A multilingual stele from al-Kabrit (Saudi Arabia) dating from the reign of Darius I (550–486 BC) provides some of the modern confusion here (but it would not explain Strong as it was discovered long after Strong). The stele refers to Put (sometimes spelled Phut) in three languages. Both Old Persian and Neo-Babylonian connect Put with a region of Persian. However, the equivalence line of text in Egyptian places Put as part of Libya.
You are correct in that most of the references to Put indicate they were from the region we know as Libya. The Septuagint of Ezekiel uses Libues whenever the Hebrew has Put (27:10, 30:5, 38:5).
27:10 Men of Persia, Lud, and Put were in your army, men of war.
They hung shield and helmet on you; they gave you your splendor. (NET)
30:5 Ethiopia, Put, Lud, all the foreigners, Libya, and the people of the covenant land will die by the sword along with them. (NET)
38:5 Persia, Ethiopia, and Put are with them, all of them with shields and helmets. (NET)
Possibly, Strong placed Put as part of Persia because two of these three references link it with Persia (27:10 and 38:5). Likewise, Lud
(27:10 and 30:5) refers to a settlement near the Tigres. However, 38:5 and 30:5 also link Put with Ethiopia, part of Africa. Obviously, all three cannot be linking them by geography. The places are linked for other reasons in these texts.

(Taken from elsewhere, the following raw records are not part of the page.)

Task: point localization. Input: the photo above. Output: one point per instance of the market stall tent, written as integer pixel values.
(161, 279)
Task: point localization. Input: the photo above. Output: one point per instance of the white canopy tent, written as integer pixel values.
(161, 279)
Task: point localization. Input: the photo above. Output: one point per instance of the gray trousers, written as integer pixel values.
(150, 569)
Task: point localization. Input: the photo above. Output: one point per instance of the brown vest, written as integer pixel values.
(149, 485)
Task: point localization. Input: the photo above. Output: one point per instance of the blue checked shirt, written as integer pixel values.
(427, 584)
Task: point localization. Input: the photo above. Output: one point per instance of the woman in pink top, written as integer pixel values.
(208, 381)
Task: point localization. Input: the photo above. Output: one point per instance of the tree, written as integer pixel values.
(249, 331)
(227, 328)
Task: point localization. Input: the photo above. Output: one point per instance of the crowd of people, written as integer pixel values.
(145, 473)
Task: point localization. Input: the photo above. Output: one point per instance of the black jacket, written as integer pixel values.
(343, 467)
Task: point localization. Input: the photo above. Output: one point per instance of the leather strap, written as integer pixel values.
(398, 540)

Josephus (Antiquities 1.6/2), Pliny the Elder (Natural History 5.1), and Ptolemy (Geography iv.1.3) all refer to Put as being west of Egypt. In addition, Ptolemy mentions a city named Putea in Libya (iv.3.39). Josephus writes that the region was once known as Put but the name has been changed to reflect the name of a son of Mezraim, Lybyos. Mezraim being the Hebrew name for Egypt.